The dependency on the amplitude suggests a nonlinear miracle. The centric movement of the stalk indicates that the stalk compensates for a modify in the location of the center of mass of the prongs.

Without going into details with the math, information technology can exist shown that for the bending cantilever, the center of mass shifts down by a distance relative to the original length

*L*, which is

\dfrac{\delta Z}{L} = \beta \left ( \dfrac{a}{L} \correct)^two

Here,

*a*

is the transverse motion at the tip and the coefficient β ≈ 0.2.

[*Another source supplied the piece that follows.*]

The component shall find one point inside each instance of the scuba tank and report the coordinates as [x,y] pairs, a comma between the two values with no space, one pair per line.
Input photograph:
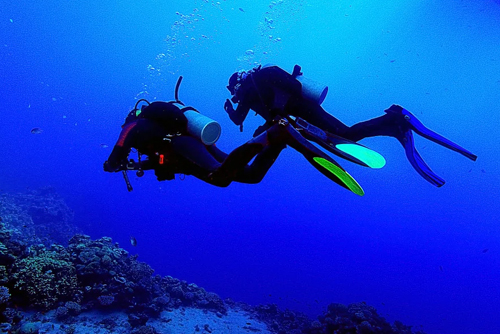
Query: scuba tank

The important ascertainment is that the vertical motility of the eye of mass is proportional to the square of the vibration amplitude. Also, the center of mass will be at its lowest position twice per cycle (both when the prong bends inward and when it bends outward), thus the double frequency.

With

*a*

= i mm and a prong length of

*50*

= 80 mm, the maximum shift in the position of the center of mass of the prongs can be estimated to

\delta Z = 0.2 \left ( \frac{ane}{ 80} \right)^ii \mathrm 80 \, mm = 0.0025 \, mm

The stem has a significantly smaller mass than the prongs, so it has to move fifty-fifty more for the total eye of gravity to maintain its position. The stem displacement amplitude tin thus be estimated to 0.005 mm. This should be seen in relation to what nosotros know from the numerical experiments higher up. The linear (440 Hz) role of the axial motility is of the lodge of

*a*/100; in this example, 0.01 mm.

In reality, the tuning fork is a more complex arrangement than a pure cantilever beam, and the connection region betwixt the stem and the prongs will impact the results. For the tuning fork analyzed here, the second-order displacements are really less than half of the back-of-the-envelope predicted 0.005 mm.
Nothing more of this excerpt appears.